Dizem que as pessoas experimentam uma serenidade profunda na dor. São tomadas de uma lucidez e sensatez descomunal. Conseguem se desvencilhar dos pequenos pensamentos e atingem um nível mais elevado de pureza e certeza. Dizem ate que a dor nos deixa mais inteligentes, nem que seja por alguns segundos. Não falam da dor física, eh claro, e sim da dor da alma. Não sei se eh verdade, mas acho que foi isso que aconteceu com João naquele dia.
O céu era pesado e cinza quando João desceu a serra. Eram cinco horas da tarde e já parecia noite. O vento forte e frio que assolava o rosto de João na descida, prenunciava o dilúvio. E João desceu tranqüilo como sempre. Parecia ate mais resignado do que de costume. Na face as rugas, no coração as magoas e nos sonhos..... João já não sonhava ha muito tempo.
Na primeira condução para o trabalho seguiu em pé. Balançando ao sabor do freio e do arranque e viu a chuva começar a cair modesta. Na segunda condução sentou-se e admirou o caminho que conhecia ha anos. Admirou a sujeira da qual fazia parte e viu a chuva criar força, engrossando a voz e diminuindo os homens.
Chegou ao trabalho. Porteiro zona sul. Expediente madrugada. Já havia se acostumado a escuridão e a solidão daquele prédio de escritórios. Via a noite passar lenta e calada. Por vezes cochilava, não muito pois tinha uma responsabilidade intrínseca que não o deixava descansar, lhe parecia que quando dormia furtava alguém. Não gostava dessa sensação e brigava com o sono e geralmente vencia.
Naquela noite o barulho da chuva lhe ajudava na guerra diária contra o sono. O vento gritava por entre as frestas e a água cantava, feroz, no encontro com o asfalto lá fora. Incessante. Assim seguiu-se a chuva. Tréguas de minutos e horas de batalha.
A madrugada corria alta e João encostou o rosto na grossa porta de vidro que dava para a rua. Viu, por entre as cotas que escorriam, a chuva forte enchendo os bueiros, uma chuva cobre de um céu mais cobre ainda. Pensou que talvez fosse as luzes de mercúrio que coloriam a chuva. João sentiu medo, acuou-se em sua cadeira e fechou o agasalho como se a chuva lhe molhasse.
O relógio acusava o começo da manha, mas o céu não respondia. O sol perdeu-se na cortina cinza das grossas nuvens. João largou do serviço ainda em baixo da água que caia. Não tão forte quando a da madrugada. Agora caia lenta como um choro. E assim permaneceu durante todo o caminho de volta para casa.
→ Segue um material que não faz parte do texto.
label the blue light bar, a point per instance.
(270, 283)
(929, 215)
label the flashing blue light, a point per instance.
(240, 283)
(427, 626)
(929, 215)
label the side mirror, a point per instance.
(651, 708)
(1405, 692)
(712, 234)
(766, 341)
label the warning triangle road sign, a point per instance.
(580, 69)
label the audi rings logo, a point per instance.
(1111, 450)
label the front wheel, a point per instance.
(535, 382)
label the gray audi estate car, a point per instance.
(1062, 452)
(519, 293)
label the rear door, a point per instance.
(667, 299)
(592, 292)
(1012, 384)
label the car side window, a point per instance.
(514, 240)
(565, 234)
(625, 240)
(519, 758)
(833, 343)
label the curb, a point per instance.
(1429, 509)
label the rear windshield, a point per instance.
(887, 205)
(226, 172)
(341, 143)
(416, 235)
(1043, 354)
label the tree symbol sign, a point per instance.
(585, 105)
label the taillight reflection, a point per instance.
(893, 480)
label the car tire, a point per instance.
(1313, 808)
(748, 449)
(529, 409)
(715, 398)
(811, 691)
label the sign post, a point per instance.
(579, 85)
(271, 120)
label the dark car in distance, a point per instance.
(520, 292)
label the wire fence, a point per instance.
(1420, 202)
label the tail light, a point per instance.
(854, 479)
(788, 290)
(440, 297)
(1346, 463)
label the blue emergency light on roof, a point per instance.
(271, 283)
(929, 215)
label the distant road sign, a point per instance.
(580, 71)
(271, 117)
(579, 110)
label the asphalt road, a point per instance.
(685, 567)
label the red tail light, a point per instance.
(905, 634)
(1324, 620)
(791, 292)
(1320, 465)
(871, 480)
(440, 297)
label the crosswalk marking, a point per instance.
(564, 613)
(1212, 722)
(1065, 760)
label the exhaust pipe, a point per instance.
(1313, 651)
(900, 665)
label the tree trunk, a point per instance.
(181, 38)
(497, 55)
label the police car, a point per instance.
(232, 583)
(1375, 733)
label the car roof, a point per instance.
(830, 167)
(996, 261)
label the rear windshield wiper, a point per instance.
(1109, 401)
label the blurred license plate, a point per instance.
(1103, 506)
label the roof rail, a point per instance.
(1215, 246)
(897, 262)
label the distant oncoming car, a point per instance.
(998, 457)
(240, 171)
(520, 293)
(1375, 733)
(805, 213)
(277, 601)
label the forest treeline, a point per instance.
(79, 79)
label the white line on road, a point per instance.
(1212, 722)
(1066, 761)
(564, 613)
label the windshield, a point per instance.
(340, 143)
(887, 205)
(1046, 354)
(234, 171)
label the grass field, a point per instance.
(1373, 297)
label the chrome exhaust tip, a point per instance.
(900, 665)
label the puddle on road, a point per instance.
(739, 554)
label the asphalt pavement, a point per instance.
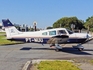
(14, 57)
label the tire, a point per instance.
(80, 49)
(57, 50)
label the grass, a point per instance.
(57, 65)
(4, 41)
(91, 61)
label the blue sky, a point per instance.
(44, 12)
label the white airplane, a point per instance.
(51, 36)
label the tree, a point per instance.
(67, 21)
(89, 23)
(49, 27)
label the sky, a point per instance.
(44, 12)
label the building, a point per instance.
(1, 28)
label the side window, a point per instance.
(52, 32)
(62, 32)
(45, 33)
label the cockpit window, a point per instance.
(45, 33)
(52, 32)
(70, 32)
(62, 32)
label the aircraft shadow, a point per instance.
(26, 48)
(76, 51)
(68, 50)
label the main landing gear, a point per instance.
(57, 47)
(79, 47)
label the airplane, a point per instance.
(50, 36)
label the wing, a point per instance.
(59, 39)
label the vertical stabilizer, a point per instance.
(9, 28)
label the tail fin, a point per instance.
(9, 28)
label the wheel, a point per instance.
(80, 49)
(57, 50)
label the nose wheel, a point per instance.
(79, 47)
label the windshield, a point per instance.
(69, 31)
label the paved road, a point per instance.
(13, 57)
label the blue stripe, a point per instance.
(44, 40)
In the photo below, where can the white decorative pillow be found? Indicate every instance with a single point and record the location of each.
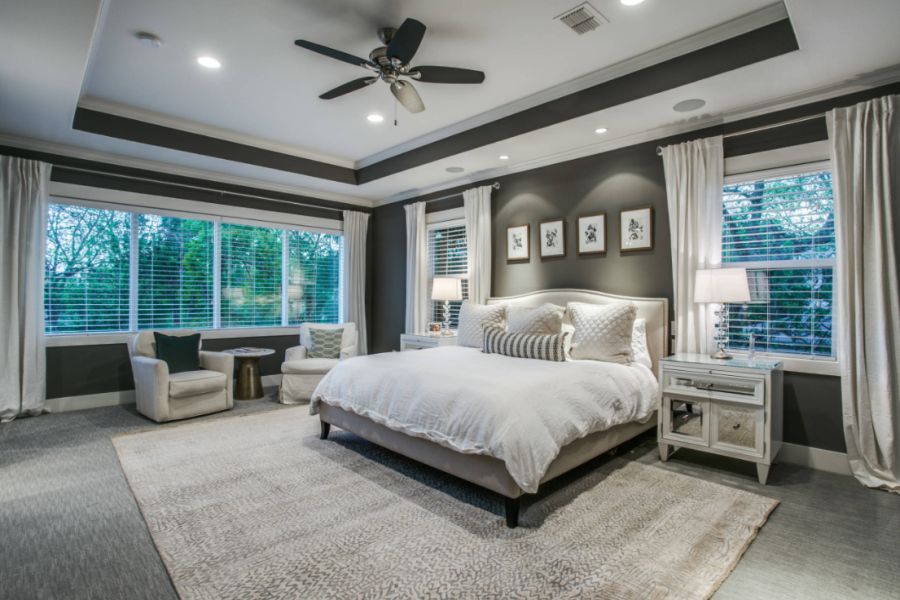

João começou a subir a serra. O torpor do sono e a lentidão da chuva no rosto lhe deixavam tonto. De longe viu o tumulto. As pessoas vieram lhe falar mas ele não ouvia. Seguravam-lhe mas ele seguia. Um arrepio azedo tomou-lhe o corpo. Aproximava-se de casa. Que casa ?
Chegou lento e escuro como a chuva. Bombeiros e pessoa lutavam na lama que fora sua casa. Soterrado no barro jazia o reino de João. Olhou para os sapatos enlameados. Procurou localizar-se. Nada ouvia .
Acharam o corpo da mulher de João, negra de lama e de pele. As meninas deviam estar mais no fundo. Tudo que construiu na humilde vida fora enterrado. Na madrugada a chuva tomou-lhe o barraco e a família.
João assistia sonolento os homens que se enterravam no barro buscando algo que era seu. Lutando por algo que ele sabia perdido. Tomado de um vazio João tentou não chorar.
Os microfones e os gravadores, banhados pela chuva, cercaram João. Ligaram uma câmera de Tevê. João não os ouvia. Trancado na sua dor. De repente despertou com uma pergunta: “Seu João quais medidas devem tomar agora as autoridades competentes ?”. João não acreditou na estupidez da indagação. “Nenhuma” disse seco.
Olhou sereno para os repórteres que o cercavam: “Era só a minha casa. Era só a minha família” E perdeu o seu olhar na lama.